Phytates bind with calcium, zinc, iron, magnesium and other nutrients and actually block absorption of these nutrients. Soaking, sprouting and/or fermentation of grains reduce the content of phytates and enzyme inhibitors.
Sourdough fermentation reduces the phytate content to a much greater extent than yeast. Bread made with whole grain flour and commercial yeast leaves the phytates and enzyme inhibitors mostly intact, which greatly reduces the nutrients available from the bread.

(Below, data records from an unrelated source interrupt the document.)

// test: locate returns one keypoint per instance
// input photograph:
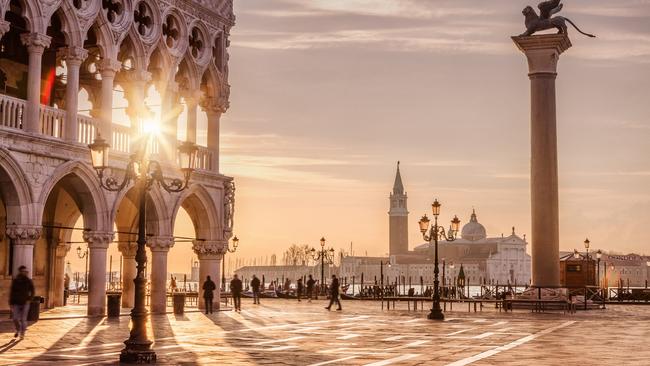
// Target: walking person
(255, 284)
(66, 289)
(299, 288)
(334, 294)
(208, 294)
(22, 291)
(236, 287)
(310, 287)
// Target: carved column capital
(98, 239)
(24, 234)
(74, 55)
(210, 249)
(108, 67)
(128, 250)
(4, 27)
(160, 243)
(35, 42)
(62, 249)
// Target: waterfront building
(63, 65)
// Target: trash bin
(35, 308)
(114, 302)
(179, 302)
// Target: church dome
(473, 230)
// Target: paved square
(284, 332)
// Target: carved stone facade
(53, 53)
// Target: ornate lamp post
(84, 254)
(436, 232)
(235, 244)
(145, 173)
(325, 256)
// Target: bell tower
(398, 218)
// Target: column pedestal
(97, 246)
(210, 255)
(543, 52)
(159, 248)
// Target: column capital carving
(160, 243)
(62, 249)
(4, 27)
(109, 67)
(128, 250)
(24, 234)
(35, 42)
(210, 249)
(98, 239)
(74, 55)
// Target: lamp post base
(436, 314)
(136, 352)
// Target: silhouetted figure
(299, 288)
(22, 291)
(236, 287)
(255, 284)
(208, 294)
(310, 287)
(334, 293)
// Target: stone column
(60, 251)
(214, 111)
(192, 102)
(210, 254)
(36, 44)
(108, 68)
(24, 238)
(543, 52)
(135, 85)
(129, 272)
(74, 56)
(159, 248)
(97, 246)
(170, 111)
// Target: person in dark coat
(236, 287)
(22, 291)
(255, 284)
(299, 288)
(310, 287)
(208, 294)
(334, 293)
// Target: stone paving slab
(285, 332)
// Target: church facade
(500, 259)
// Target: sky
(327, 95)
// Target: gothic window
(171, 31)
(196, 43)
(142, 16)
(113, 9)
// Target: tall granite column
(210, 254)
(98, 245)
(129, 271)
(543, 52)
(159, 248)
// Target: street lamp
(324, 255)
(599, 255)
(436, 232)
(144, 172)
(235, 244)
(84, 254)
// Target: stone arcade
(53, 53)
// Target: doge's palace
(62, 65)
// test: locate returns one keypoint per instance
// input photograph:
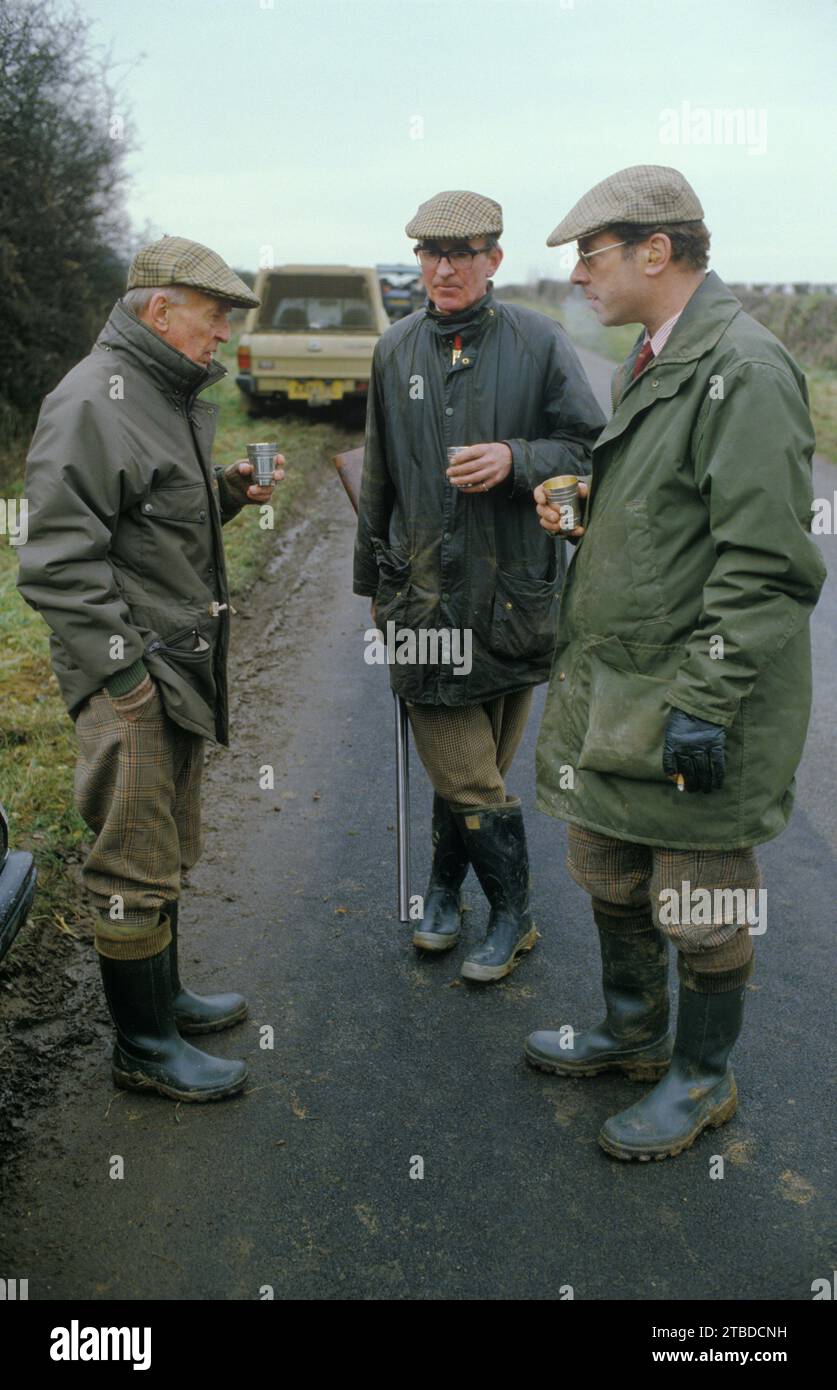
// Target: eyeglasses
(458, 259)
(587, 256)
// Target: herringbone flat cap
(456, 213)
(643, 195)
(174, 260)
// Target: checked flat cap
(456, 213)
(644, 195)
(174, 260)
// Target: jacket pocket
(187, 645)
(394, 583)
(647, 584)
(523, 616)
(627, 719)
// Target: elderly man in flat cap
(681, 680)
(125, 563)
(455, 548)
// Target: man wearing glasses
(681, 680)
(453, 551)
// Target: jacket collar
(704, 320)
(171, 370)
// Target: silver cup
(262, 458)
(562, 494)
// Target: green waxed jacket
(435, 558)
(125, 514)
(691, 588)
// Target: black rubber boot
(697, 1091)
(495, 844)
(634, 1034)
(149, 1052)
(196, 1012)
(441, 923)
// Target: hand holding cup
(252, 480)
(559, 503)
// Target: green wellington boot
(697, 1091)
(441, 923)
(495, 844)
(196, 1012)
(634, 1034)
(149, 1052)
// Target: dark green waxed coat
(125, 514)
(698, 528)
(441, 559)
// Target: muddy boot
(441, 923)
(196, 1012)
(697, 1091)
(149, 1052)
(634, 1034)
(495, 844)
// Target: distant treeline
(804, 317)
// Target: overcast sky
(310, 129)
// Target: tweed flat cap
(456, 213)
(174, 260)
(643, 193)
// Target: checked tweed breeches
(138, 788)
(467, 749)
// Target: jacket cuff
(519, 477)
(125, 681)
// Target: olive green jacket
(437, 558)
(693, 588)
(125, 558)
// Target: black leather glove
(695, 748)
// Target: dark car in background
(402, 289)
(18, 879)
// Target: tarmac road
(381, 1057)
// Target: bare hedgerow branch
(64, 134)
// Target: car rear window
(326, 303)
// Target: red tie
(645, 355)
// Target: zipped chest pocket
(187, 645)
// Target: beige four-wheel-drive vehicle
(312, 337)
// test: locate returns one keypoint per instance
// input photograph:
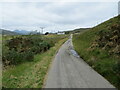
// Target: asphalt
(68, 70)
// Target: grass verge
(30, 74)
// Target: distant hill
(23, 32)
(6, 32)
(76, 30)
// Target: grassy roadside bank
(30, 74)
(99, 58)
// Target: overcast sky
(55, 16)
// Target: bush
(21, 49)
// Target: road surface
(68, 70)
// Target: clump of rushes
(21, 49)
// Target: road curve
(68, 70)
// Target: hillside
(76, 30)
(6, 32)
(100, 48)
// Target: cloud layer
(55, 16)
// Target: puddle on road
(74, 53)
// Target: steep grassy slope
(95, 47)
(6, 32)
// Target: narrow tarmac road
(68, 70)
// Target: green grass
(30, 74)
(99, 59)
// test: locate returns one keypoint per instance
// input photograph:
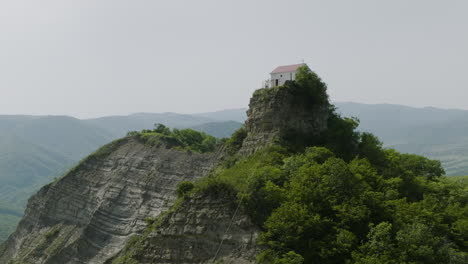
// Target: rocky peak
(280, 112)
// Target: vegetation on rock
(343, 198)
(184, 139)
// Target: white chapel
(282, 74)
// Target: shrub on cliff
(186, 139)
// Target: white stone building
(282, 74)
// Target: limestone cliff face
(89, 215)
(279, 112)
(201, 228)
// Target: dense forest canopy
(339, 197)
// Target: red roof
(288, 68)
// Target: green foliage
(185, 139)
(184, 188)
(234, 143)
(381, 206)
(7, 225)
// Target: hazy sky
(90, 58)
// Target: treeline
(184, 139)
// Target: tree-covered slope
(435, 133)
(219, 129)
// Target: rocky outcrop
(201, 228)
(280, 112)
(91, 213)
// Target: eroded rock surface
(279, 112)
(90, 214)
(201, 227)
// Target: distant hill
(432, 132)
(238, 115)
(35, 149)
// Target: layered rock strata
(91, 213)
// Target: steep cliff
(97, 212)
(90, 214)
(282, 112)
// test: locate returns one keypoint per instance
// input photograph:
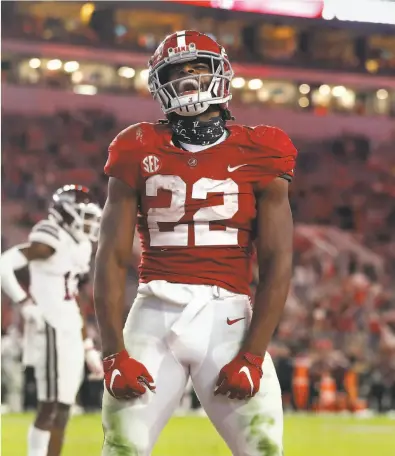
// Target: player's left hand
(93, 358)
(241, 377)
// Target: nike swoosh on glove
(93, 359)
(241, 377)
(125, 378)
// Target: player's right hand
(126, 378)
(31, 314)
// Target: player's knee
(46, 415)
(62, 415)
(117, 444)
(132, 439)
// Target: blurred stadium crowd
(340, 315)
(335, 346)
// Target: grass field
(195, 436)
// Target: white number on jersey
(202, 218)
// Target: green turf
(194, 436)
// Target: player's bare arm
(112, 262)
(274, 251)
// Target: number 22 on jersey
(202, 218)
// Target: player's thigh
(252, 427)
(134, 426)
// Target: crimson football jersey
(197, 210)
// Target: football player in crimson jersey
(200, 192)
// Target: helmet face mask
(210, 88)
(76, 211)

There are other problems with rapid rise breads made with commercial yeast, related to gluten and starch. Here’s an excerpt from an excellent article I found that explains it very well:
There are two other problems with rapidly made bread: gluten, which comprises about 80% of the protein in wheat, and starch digestion. Gluten is found in the endosperm complexed with starch, and is what gives yeast bread its elasticity, or ability to rise. In fact, extra gluten is often added to yeast bread for this purpose. A far greater amount of gluten is now present in regular yeast breads, both white and whole grain, since it is found in the endosperm, possibly leading to the steep rise in gluten intolerance that has occurred recently. Only when wheat gluten is properly broken down into amino acids by fermentation is it healthy for human consumption. If not, it is potentially one of the most highly allergenic foods we eat, since it can pass whole into the blood. During sourdough bread-making gluten is hydrolyzed by proteases during the acidification that occurs from the microorganisms that are present in sourdough culture. Gluten is not so important for structure in fermented breads as it is in ‘regular’ bread. The increased contents of water-soluble polysaccharides (chains of sugar molecules) in sourdough fermented bread dough compared to straight dough contribute to the water absorption and gas retention (rising) capacities of the dough, as observed in rye baking.

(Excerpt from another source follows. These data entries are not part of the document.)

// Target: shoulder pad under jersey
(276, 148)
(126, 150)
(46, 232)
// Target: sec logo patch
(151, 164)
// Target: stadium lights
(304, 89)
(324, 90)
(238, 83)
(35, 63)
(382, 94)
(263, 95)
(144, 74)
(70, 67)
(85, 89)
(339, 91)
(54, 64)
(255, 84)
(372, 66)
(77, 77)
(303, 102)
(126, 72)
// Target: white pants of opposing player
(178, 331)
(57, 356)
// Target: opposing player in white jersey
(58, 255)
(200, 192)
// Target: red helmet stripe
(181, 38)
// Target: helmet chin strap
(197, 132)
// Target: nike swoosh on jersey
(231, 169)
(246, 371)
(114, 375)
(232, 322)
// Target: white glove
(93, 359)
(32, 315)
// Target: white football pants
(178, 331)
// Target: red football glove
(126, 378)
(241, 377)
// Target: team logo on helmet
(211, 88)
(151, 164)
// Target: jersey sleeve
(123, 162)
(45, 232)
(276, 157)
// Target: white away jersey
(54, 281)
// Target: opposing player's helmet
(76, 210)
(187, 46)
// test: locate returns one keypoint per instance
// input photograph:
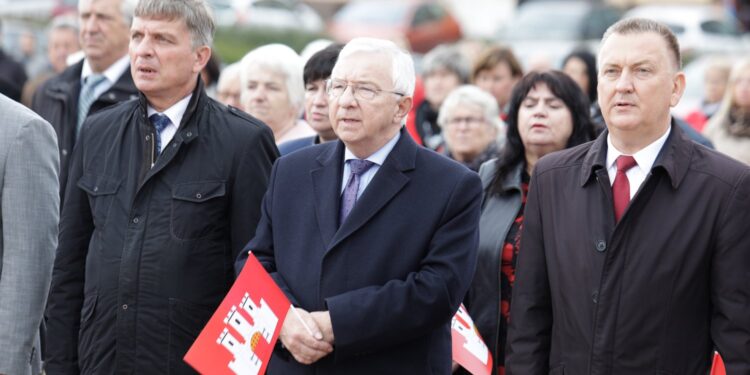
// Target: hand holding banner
(469, 350)
(240, 336)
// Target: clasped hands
(304, 347)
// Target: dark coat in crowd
(499, 211)
(391, 287)
(146, 253)
(57, 102)
(650, 294)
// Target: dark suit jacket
(57, 102)
(146, 253)
(392, 275)
(651, 294)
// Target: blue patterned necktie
(87, 97)
(357, 168)
(160, 122)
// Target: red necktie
(621, 186)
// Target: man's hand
(305, 348)
(323, 319)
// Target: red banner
(240, 336)
(469, 350)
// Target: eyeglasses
(468, 120)
(335, 88)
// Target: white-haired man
(163, 194)
(371, 237)
(100, 80)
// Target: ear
(678, 88)
(404, 106)
(201, 54)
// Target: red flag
(240, 336)
(718, 367)
(469, 350)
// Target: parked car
(694, 81)
(699, 29)
(554, 28)
(419, 24)
(273, 14)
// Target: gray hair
(473, 95)
(643, 25)
(64, 23)
(280, 59)
(196, 14)
(446, 57)
(402, 65)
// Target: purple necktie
(357, 167)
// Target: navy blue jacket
(392, 275)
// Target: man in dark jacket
(12, 75)
(163, 194)
(104, 38)
(635, 249)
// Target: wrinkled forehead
(637, 47)
(370, 66)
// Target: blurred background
(540, 32)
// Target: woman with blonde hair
(729, 128)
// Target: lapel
(326, 182)
(388, 181)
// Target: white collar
(175, 112)
(112, 73)
(378, 157)
(645, 157)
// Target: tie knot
(159, 121)
(359, 166)
(625, 162)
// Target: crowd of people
(585, 228)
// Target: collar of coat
(674, 157)
(187, 130)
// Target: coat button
(601, 246)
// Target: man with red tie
(635, 250)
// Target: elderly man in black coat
(635, 250)
(163, 193)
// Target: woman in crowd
(471, 126)
(581, 66)
(443, 69)
(729, 128)
(496, 71)
(272, 90)
(548, 112)
(715, 79)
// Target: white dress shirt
(378, 158)
(645, 159)
(175, 113)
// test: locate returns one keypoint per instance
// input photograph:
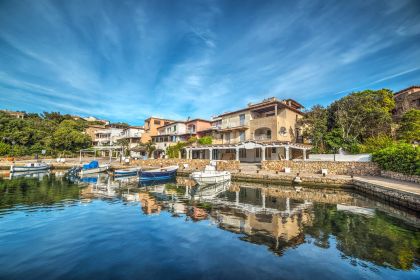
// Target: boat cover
(91, 165)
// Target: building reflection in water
(282, 217)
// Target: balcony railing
(262, 137)
(234, 124)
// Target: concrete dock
(405, 194)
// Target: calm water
(51, 228)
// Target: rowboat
(35, 166)
(90, 168)
(127, 172)
(210, 176)
(163, 173)
(98, 169)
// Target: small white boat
(98, 169)
(35, 166)
(210, 176)
(127, 172)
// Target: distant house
(405, 100)
(179, 131)
(151, 126)
(93, 119)
(264, 130)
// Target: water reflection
(280, 218)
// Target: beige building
(269, 120)
(262, 131)
(406, 100)
(151, 126)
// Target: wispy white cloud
(140, 58)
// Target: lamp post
(13, 150)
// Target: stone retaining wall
(334, 167)
(192, 163)
(400, 176)
(228, 165)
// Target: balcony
(234, 124)
(263, 122)
(262, 137)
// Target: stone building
(151, 126)
(262, 131)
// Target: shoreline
(397, 192)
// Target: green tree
(409, 129)
(314, 126)
(400, 157)
(361, 115)
(149, 147)
(376, 143)
(206, 140)
(68, 137)
(173, 151)
(124, 143)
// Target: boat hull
(208, 179)
(128, 172)
(93, 170)
(28, 168)
(154, 175)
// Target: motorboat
(210, 176)
(127, 172)
(29, 174)
(158, 174)
(33, 166)
(90, 168)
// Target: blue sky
(127, 60)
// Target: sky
(128, 60)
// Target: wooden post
(287, 148)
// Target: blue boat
(127, 172)
(164, 173)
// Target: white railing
(262, 137)
(340, 157)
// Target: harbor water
(100, 228)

The other aspect of regular yeast breads compared with sourdough is the body’s reaction to the starch. Being finely ground, the starch in both white and whole wheat bread is quickly broken down into glucose in the digestive tract and absorbed into the blood stream, causing a rapid rise in blood glucose and resultant insulin. It has been shown that the acids formed during sourdough fermentation retard the outpouring of glucose into the bloodstream and lower the insulin response. (Source)

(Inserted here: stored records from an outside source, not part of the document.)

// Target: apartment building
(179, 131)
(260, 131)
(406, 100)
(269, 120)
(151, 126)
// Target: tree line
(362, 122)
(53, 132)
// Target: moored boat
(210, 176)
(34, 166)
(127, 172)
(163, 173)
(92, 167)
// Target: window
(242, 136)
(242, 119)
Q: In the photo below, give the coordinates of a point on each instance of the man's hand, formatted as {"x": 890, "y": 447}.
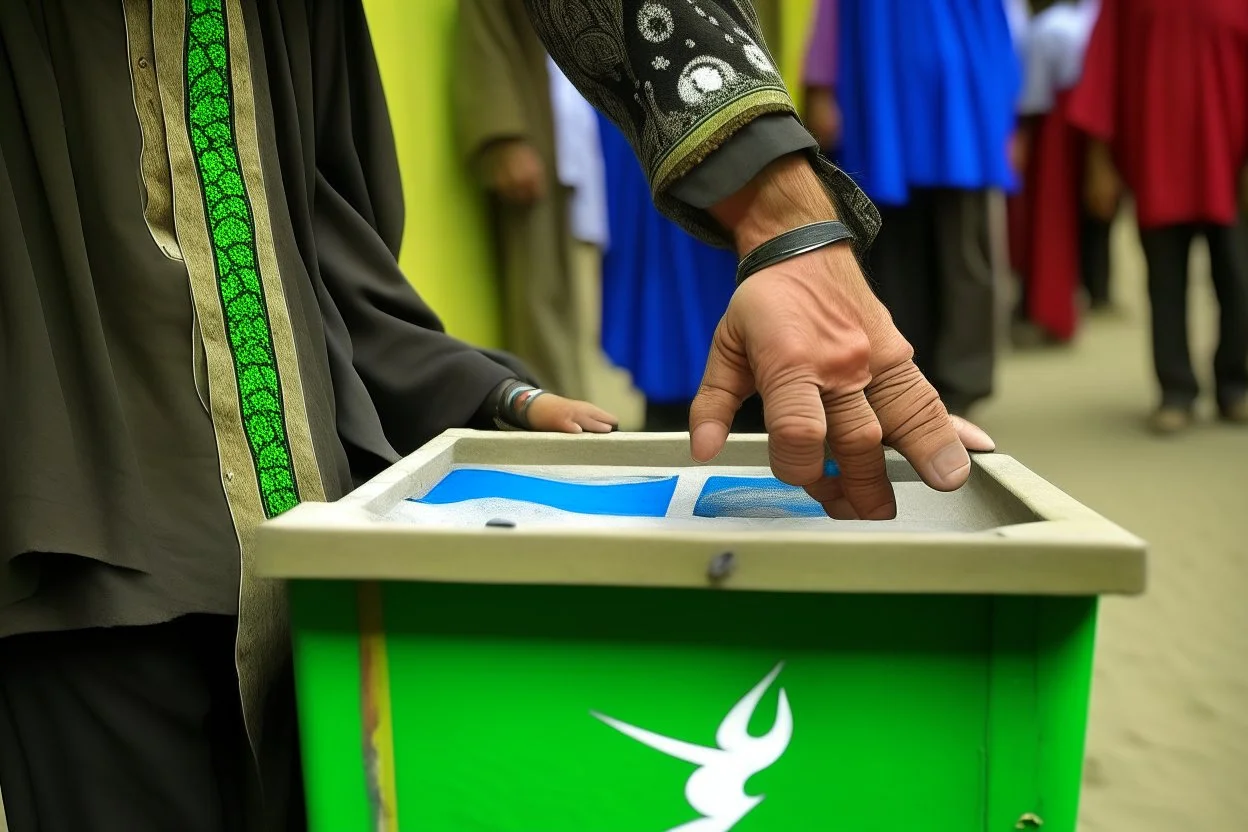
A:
{"x": 557, "y": 414}
{"x": 516, "y": 172}
{"x": 824, "y": 116}
{"x": 1102, "y": 186}
{"x": 813, "y": 339}
{"x": 1243, "y": 191}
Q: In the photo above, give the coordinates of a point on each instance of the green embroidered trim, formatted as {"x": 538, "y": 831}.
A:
{"x": 210, "y": 119}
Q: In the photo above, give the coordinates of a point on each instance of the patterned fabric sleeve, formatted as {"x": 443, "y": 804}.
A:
{"x": 680, "y": 77}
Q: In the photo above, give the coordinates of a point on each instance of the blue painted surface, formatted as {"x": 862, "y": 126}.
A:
{"x": 638, "y": 499}
{"x": 754, "y": 497}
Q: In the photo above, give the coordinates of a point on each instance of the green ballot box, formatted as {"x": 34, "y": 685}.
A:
{"x": 532, "y": 633}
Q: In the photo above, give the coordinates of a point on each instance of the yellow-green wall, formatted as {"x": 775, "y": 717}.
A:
{"x": 446, "y": 245}
{"x": 447, "y": 252}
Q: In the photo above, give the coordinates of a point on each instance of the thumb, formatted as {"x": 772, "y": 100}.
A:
{"x": 916, "y": 424}
{"x": 726, "y": 383}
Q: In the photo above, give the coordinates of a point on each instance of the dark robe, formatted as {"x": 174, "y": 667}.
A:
{"x": 150, "y": 418}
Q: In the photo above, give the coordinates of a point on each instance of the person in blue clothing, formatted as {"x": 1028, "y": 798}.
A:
{"x": 926, "y": 95}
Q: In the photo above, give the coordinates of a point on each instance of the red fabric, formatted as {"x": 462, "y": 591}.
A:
{"x": 1166, "y": 84}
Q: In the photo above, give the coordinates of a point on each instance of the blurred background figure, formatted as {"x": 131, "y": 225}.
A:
{"x": 1058, "y": 248}
{"x": 921, "y": 96}
{"x": 663, "y": 295}
{"x": 533, "y": 142}
{"x": 1165, "y": 101}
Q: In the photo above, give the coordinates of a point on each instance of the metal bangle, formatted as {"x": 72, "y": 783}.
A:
{"x": 522, "y": 416}
{"x": 791, "y": 243}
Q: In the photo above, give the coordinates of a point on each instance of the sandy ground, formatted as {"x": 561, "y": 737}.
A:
{"x": 1168, "y": 737}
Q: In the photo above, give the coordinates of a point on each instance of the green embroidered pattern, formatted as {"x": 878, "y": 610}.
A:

Now, can you use the Artisan 5 Minute a Day method with sourdough starter instead of commercial yeast? Although I haven’t tried it yet, I don’t see why not. I have made beautiful no-knead sourdough bread (click for the recipe). But I haven’t let it ferment in the fridge like that. I’m anxious to try it!
A friend of mine makes sourdough pizza dough in this fashion. We also have a baker here in Los Angeles who ferments his bread dough for up to a month in the fridge.
I’ll be teaching a class on preparing grains this April. I will be sure to incorporate this method into my class. It will be fun to experiment with it!